The complainant complained that the fact a writer of an Opinion piece was working for a Liberal politician should have been disclosed when it was published.
By Esther Enkin, CBC Ombudsman
The complainant, Mark O’Henly, complained that the fact a writer of an Opinion piece was working for a Liberal politician should have been disclosed when it was published. I agree the information should have been there. He was also concerned there was a deliberate cover-up. That was not the case, and the tag line now has full disclosure.
You complained that an Opinion piece published by CBC Manitoba did not properly and fully disclose the affiliation of the author. The article, entitled: “Canadian Taxpayers Federation has 5 members – why should we care what they think”, was authored by Dougald Lamont. You said that he was described as “a lecturer in government and business relations at the University of Winnipeg and a long-time Liberal working in policy and communications.” However, he is employed by the Liberal Party of Canada, and you “found it hard to believe” that CBC staff were unaware of this fact until it was made public on Twitter and pointed out in your email. You added this was a violation of CBC policy to omit that fact, and explained why you thought it critical for it to be included:
The CTF has been highly critical of waste at CBC. While they have been critical of waste by parties of all stripe, they have recently been critical of the Liberals for running huge deficits and hinting they will provide huge corporate welfare payments to Bombardier. This article and the incomplete disclosure about the author would make it appear that the CBC is being impartial and using the article to beat up a critic of the CBC and a government which recently gave them a huge increase in operating budget.
You said it was “inadequate” to describe the writer as a “long time Liberal” because it was too vague and not accurate:
The original disclosure notes that the author is a long-time Liberal. Well I am a long time Conservative. However, I have not recently, or ever for that matter, been employed by the Conservative Party of Canada (CPC). I have not recently worked for a Conservative MP. I am not a policy advisor to a sitting Conservative MP. I am not under any direct influence from the CPC. I believe the same would apply to the vast majority of Canadians who would describe themselves as long-time Liberals or Conservatives. Clearly the description was inadequate and misleading.
You asked me to determine if CBC did in fact know about Mr. Lamont’s employment. You also wanted to know whether he was paid for the article, and what the vetting process is, especially now that CBCNews.ca has a designated opinion section.
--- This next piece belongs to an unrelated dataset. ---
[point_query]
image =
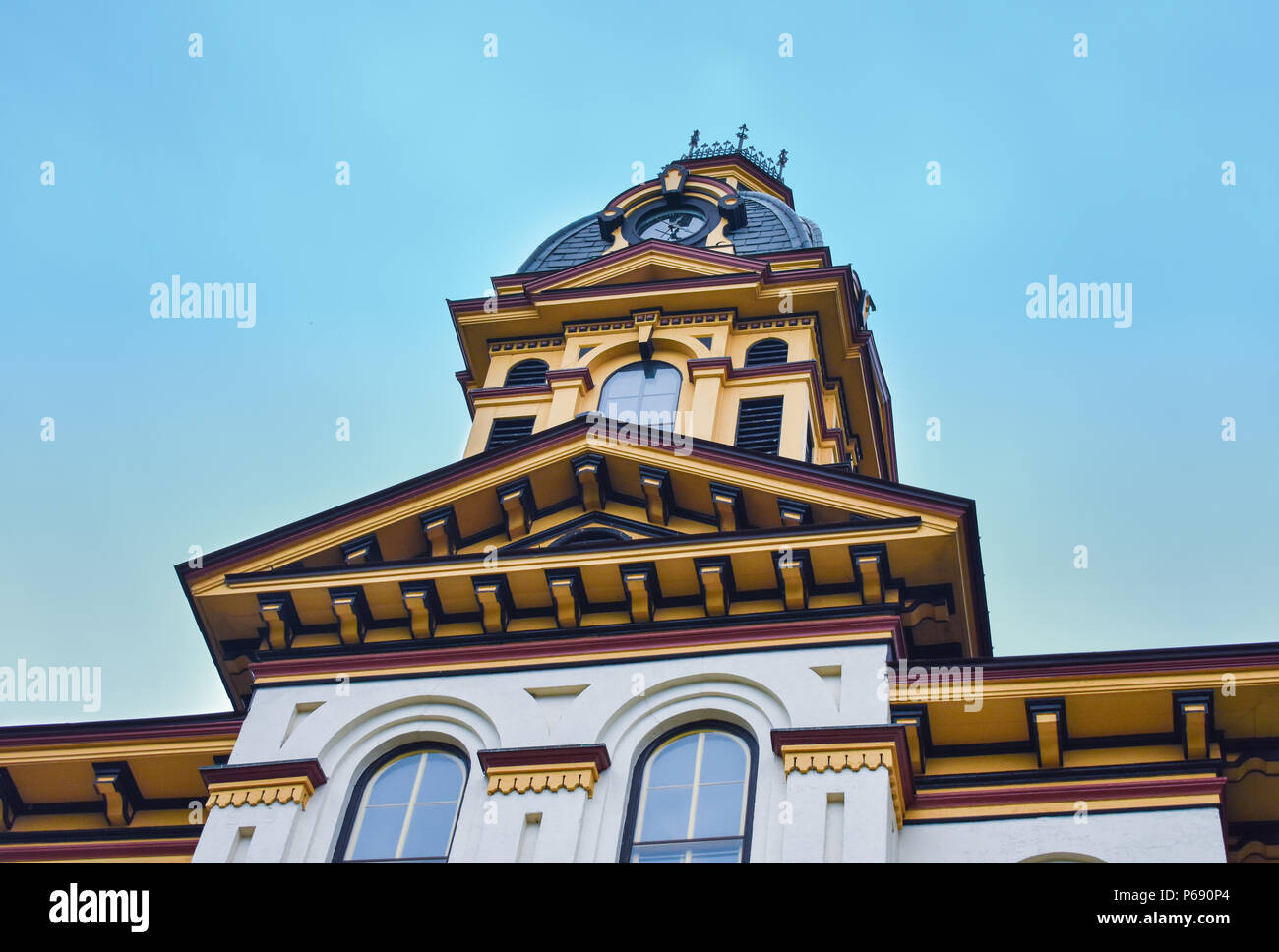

Cecil Rosner, the Managing Editor for CBC News in Manitoba, responded to your concerns. He told you that when the article was published he considered it important to mention Mr. Lamont’s long-time affiliation with the Liberal Party of Canada. He added that he and his staff were not aware that he was doing “part-time policy advising work for a Liberal MP” when the piece was commissioned and published. When it came to his attention, a clarification and a new tagline were added to the story. He provided you the wording:
Dougald Lamont, a long time Liberal working in policy and communications, is a lecturer in Government-Business Relations at the University of Winnipeg and a policy adviser to Liberal MP Robert-Falcon Ouellette. These are his own views, not those of his employers.
CBC’s Journalistic Standards and Practices does require that relevant information about commentators is shared with the public. This is important information so that people can, as the policy says, “fully understand that person’s perspective.” In the initial publication of Mr. Lamont’s opinion piece that was partially fulfilled. You thought it too broad and vague that he was called a “long-time Liberal”. It does, however, position his perspective. I agree with you, though, that the fact that he was working for a sitting MP is information that should have been included. In the first iteration, the piece did not meet policy requirements. When CBC News staff became aware of Mr. Lamont’s part-time position with a Liberal member of parliament, the information was added and the correction noted, as is required by policy.